I’m devastated, the player describes the hardships in Boston. The club moved him instead of Cech because of the salary

Hockey Boston is currently the best team in the North American NHL and many of its players are having the season of a lifetime. At least one, however, is suffering in silence. He is defenseman Mike Reilly, who fell to the farm for non-hockey reasons.

In the last regular season, thanks to 17 points (4+13), he was the third most productive back of the Bruins. However, the 29-year-old American Reilly spent most of this year on a farm in Providence, which does not correspond to his quality at all.

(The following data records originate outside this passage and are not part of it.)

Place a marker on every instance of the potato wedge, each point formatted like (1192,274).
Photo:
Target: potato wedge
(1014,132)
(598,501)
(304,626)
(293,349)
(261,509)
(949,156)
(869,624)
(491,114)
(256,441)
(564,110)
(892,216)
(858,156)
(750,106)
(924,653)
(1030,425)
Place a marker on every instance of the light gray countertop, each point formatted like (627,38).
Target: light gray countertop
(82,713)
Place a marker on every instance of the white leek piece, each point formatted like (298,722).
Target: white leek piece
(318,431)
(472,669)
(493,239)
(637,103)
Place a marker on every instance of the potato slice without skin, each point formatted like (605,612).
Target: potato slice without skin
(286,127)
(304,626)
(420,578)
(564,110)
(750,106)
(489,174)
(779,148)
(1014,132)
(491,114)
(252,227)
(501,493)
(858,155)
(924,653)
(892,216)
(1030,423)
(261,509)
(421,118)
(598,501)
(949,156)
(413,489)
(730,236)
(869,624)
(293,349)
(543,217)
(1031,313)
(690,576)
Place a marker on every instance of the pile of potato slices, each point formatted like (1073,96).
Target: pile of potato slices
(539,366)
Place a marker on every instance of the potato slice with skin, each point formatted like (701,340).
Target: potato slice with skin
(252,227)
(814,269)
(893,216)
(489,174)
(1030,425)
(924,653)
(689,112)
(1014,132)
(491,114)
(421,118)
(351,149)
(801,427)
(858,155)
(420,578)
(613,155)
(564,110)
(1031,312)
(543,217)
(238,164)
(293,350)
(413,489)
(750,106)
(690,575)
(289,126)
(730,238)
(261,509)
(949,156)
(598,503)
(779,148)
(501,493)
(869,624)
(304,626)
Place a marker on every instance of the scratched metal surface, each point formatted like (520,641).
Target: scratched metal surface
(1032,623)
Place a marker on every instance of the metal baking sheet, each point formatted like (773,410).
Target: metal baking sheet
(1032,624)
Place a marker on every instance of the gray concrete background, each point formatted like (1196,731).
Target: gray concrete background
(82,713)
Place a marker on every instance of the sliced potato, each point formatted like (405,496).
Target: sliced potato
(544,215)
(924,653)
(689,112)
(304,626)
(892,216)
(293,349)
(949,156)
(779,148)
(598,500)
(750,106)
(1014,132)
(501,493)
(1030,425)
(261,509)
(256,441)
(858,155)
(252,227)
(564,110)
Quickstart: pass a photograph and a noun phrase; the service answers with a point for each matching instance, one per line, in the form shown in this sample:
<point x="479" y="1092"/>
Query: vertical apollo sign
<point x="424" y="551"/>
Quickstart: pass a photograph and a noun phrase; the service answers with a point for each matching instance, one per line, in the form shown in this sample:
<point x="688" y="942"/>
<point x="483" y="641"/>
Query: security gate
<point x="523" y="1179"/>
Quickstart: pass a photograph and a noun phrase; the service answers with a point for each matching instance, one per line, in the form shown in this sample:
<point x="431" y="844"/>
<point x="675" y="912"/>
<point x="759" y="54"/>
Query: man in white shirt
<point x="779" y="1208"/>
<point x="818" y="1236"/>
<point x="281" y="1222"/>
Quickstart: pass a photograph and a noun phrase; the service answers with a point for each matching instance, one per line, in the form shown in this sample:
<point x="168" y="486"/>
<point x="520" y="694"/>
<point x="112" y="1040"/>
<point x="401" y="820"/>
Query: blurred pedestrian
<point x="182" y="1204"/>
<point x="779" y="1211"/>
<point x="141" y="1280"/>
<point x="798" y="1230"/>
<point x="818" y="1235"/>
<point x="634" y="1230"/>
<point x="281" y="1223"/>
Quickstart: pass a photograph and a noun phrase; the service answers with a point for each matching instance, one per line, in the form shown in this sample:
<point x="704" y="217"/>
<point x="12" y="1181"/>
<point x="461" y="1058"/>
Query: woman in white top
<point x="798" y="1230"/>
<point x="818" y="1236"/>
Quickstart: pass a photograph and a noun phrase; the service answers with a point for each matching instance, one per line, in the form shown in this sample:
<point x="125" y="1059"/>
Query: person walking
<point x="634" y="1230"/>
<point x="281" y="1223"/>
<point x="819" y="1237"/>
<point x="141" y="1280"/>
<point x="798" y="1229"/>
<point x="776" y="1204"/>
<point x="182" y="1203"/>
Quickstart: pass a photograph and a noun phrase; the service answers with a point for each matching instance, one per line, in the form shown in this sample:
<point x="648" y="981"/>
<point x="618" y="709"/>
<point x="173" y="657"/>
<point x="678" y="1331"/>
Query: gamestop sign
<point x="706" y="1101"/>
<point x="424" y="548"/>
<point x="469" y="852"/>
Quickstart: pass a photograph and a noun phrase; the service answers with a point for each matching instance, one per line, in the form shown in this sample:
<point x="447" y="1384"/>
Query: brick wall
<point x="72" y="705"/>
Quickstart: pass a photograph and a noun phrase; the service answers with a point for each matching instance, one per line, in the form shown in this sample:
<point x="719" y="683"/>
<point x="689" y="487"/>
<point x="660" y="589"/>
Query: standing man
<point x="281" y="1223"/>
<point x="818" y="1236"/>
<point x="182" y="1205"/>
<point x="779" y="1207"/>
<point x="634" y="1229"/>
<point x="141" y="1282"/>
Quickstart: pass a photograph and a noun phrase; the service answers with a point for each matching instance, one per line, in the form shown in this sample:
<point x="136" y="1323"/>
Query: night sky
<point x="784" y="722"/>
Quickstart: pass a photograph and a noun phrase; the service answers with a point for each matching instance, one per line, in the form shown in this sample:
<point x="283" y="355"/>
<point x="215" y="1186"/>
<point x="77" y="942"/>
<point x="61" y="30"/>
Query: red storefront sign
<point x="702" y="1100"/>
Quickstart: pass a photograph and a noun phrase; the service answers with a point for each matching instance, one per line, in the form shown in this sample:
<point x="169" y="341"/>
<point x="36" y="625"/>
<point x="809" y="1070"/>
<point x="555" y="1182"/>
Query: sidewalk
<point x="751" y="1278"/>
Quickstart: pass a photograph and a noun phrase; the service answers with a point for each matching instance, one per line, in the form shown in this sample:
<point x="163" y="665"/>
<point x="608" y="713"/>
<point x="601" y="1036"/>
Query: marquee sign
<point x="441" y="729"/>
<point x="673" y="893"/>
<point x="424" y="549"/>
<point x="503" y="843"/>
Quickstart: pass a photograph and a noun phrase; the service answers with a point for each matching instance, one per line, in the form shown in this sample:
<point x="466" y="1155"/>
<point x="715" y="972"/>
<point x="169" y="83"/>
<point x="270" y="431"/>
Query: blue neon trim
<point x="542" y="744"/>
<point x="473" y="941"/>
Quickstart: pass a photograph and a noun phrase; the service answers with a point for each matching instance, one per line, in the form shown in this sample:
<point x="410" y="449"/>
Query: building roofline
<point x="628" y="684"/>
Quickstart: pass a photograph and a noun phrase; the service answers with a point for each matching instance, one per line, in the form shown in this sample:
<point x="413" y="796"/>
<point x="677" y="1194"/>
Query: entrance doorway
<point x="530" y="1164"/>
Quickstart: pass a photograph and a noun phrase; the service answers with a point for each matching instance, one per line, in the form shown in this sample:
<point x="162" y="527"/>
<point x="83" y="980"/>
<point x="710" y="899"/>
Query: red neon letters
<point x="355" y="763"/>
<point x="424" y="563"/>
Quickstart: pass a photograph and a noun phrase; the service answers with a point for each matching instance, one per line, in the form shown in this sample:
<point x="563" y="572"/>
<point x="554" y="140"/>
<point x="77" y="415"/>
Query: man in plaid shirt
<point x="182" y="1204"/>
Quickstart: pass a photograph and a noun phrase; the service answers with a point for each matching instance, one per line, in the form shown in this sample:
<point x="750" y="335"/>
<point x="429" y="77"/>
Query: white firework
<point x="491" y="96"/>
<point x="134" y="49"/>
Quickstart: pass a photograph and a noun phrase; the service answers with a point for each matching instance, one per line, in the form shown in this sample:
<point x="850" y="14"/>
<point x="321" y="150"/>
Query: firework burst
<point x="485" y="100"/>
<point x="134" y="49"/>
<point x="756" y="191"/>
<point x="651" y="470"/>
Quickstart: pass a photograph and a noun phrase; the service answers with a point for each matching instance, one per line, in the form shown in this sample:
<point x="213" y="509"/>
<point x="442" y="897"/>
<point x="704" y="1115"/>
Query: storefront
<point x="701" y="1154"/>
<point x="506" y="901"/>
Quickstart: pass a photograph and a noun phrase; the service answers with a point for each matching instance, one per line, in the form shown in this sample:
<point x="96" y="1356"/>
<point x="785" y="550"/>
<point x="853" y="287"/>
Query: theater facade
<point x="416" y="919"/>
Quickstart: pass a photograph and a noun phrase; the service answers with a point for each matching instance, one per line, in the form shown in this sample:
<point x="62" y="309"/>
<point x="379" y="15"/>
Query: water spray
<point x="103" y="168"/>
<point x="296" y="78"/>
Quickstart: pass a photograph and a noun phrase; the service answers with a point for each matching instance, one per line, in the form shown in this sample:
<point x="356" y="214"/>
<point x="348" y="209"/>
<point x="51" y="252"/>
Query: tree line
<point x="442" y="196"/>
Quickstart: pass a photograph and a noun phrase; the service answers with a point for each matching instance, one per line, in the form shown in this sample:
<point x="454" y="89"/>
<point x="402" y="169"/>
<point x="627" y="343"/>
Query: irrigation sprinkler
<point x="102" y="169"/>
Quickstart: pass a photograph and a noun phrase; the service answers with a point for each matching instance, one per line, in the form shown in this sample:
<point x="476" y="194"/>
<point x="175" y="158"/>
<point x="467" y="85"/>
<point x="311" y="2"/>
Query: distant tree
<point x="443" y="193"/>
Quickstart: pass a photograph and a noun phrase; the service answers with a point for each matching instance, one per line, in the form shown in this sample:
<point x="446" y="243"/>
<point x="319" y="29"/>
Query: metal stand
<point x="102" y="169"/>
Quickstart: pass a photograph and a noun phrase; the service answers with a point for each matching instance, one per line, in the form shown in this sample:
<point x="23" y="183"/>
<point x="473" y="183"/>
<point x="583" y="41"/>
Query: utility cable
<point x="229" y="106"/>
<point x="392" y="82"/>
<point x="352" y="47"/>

He played only ten games in the main team and scored one record. On average, he spent less than 17 minutes on the ice.

In the first half of November, however, he fell to the lower AHL. “I was pretty devastated by it, I still am actually. I feel like I should be playing at the top,” he recently told the website The Athletic.

He’s far from the only one who thinks so. According to experts, Reilly clearly has the NHL. He underwent ankle surgery in the summer, but it didn’t affect him in any way. He’s still a valid quarterback with a decent passing game.

He fell to Providence following the return of key running back Charlie McAvoy, who missed the start of the season with a shoulder injury.

At the same time, Reilly could fit into the Boston roster. Next to McAvoy, Hampus Lindholm, Matt Grzelcyk, Connor Clifton, Derek Forbort and Brandon Carl, he could at least fill the role of the seventh back.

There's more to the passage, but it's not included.